Looks like multiplication is beating exponentiation. (Also consistency over inconsistency.)

@mikkelfj
Copy link
Contributor

mikkelfj commented May 9, 2019 via email

@ianswett
Copy link
Contributor

ianswett commented May 9, 2019

I don't see a reason to change this to a multiplier, except for personal taste. Shifts are objectively faster and I haven't seen anyone indicate they need or really want a multiplier that can't be expressed today.

@nibanks
Copy link
Member Author

nibanks commented May 9, 2019

First, if the parameter ends up staying, I agree with @ianswett and I would just leave things as they are, with no changes (though maybe we update the default to 10?).

But I still haven't seen a specific answer to two things:

  1. The endpoint setting the timers for loss detection is the one who knows the accuracy of the timer; not the one sending the ACK frame. So, shouldn't the endpoint that sets the timer tell it's peer what ack_delay_exponent to use, not the other way around?

  2. Even in intra-DC environments, where RTT is nearly 0 ms, that doesn't change how accurate timers can be set. In the default case for Windows, for instance, 15.6 ms is still average accuracy a timer can get. At best, that can be reduced to 1 ms. But at that small of an interval, any kind of scheduling interruption will add extra delay too. So practically, I don't ever see sub-millisecond timers being viable. Therefore, why do we ever need sub-millisecond ack_delay values communicated over the wire? Any fractional delay would just be included in the rtt variance (and IMO, rightly so).

@mikkelfj
Copy link
Contributor

mikkelfj commented May 9, 2019

On timers: you don't know what hardware and software will be deployed in the future or in special projects. Wether that precision is really important is a different question.

@nibanks
Copy link
Member Author

nibanks commented May 9, 2019

@mikkelfj I can agree to that. But as far as "what might happen in the future", in the QUIC WG, it seems that the general guideline has been: if you don't have a scenario for it now (i.e. not in the charter) then defer it as either a possible extension or a future version.

@mikkelfj
Copy link
Contributor

mikkelfj commented May 9, 2019

So, I don't know what you can typically expect, but I have a timer implementation that uses nanosleep because why not? Recent Linux kernels can wait on microsecond resolution on x86 arch even if its general Hz/jiffie setting is higher.
http://man7.org/linux/man-pages/man7/time.7.html
http://man7.org/linux/man-pages/man2/nanosleep.2.html
That doesn't change my view that exponents are more manageable though.

@ianswett
Copy link
Contributor

ianswett commented May 9, 2019

  1. I think it makes slightly more sense for the receiver to specify it, since the receiver is the one setting a delayed ack alarm, but I can imagine it working ok either way. It pairs with max_ack_delay in some ways, and that's receiver specified, so I think keeping it on the receiver side is preferable.

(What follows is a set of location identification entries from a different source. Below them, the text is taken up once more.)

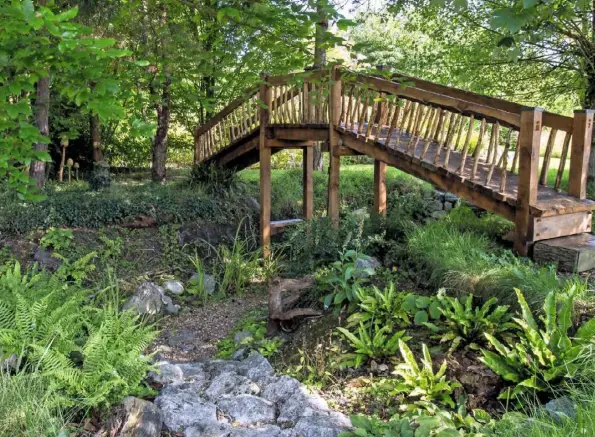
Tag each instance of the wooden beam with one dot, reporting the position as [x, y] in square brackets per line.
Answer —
[580, 153]
[445, 181]
[528, 143]
[380, 187]
[333, 138]
[265, 171]
[308, 183]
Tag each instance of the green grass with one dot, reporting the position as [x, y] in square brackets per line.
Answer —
[28, 407]
[356, 188]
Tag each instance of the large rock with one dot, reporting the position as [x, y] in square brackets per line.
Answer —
[150, 299]
[183, 407]
[209, 283]
[248, 409]
[173, 287]
[229, 383]
[143, 418]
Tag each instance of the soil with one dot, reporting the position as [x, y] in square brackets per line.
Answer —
[193, 335]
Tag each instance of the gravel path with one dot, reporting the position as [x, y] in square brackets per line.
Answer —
[193, 334]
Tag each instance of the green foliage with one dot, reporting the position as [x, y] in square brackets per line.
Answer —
[546, 353]
[28, 407]
[255, 323]
[236, 267]
[89, 352]
[214, 180]
[464, 324]
[57, 239]
[470, 263]
[344, 279]
[371, 342]
[424, 424]
[81, 208]
[421, 383]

  2. If you have a 100us RTT and >1ms timer granularity, then I think this becomes more important, not less. In that case, you want to pace over the true RTT, not the SRTT without adjusting for max_ack_delay, because that may be 10x or more too slow. And to second @mikkelfj point, sub-millisecond timers are now fairly common.

@kazuho
Copy link
Member

kazuho commented May 9, 2019

@ianswett

I don't see a reason to change this to a multiplier, except for personal taste. Shifts are objectively faster and I haven't seen anyone indicate they need or really want a multiplier that can't be expressed today.

Thinking a bit more about the problem, to me it seems that using examples might help in moving the discussion forward.

Consider the case where an endpoint uses a millisecond timer, sets max_ack_delay to 25ms, and the RTT is 5 milliseconds. The endpoint sends an ACK when the ack-delay timer fires.

If the endpoint uses ack_delay_exponent of 10 (i.e., 1024 microseconds as an approximation of 1 millisecond), the sender would set ACK.ack_delay to 25, and the receiver would interpret the value as 25.6 milliseconds (i.e. 1024*25=25,600). Then, the calculated RTT becomes 4.4ms, which is 12% smaller than the actual value.

Is this error acceptable? I think it is, because a millisecond timer would have +- 1ms inaccuracy. Although it is a bit concerning that the RTT would always be underestimated in the above case.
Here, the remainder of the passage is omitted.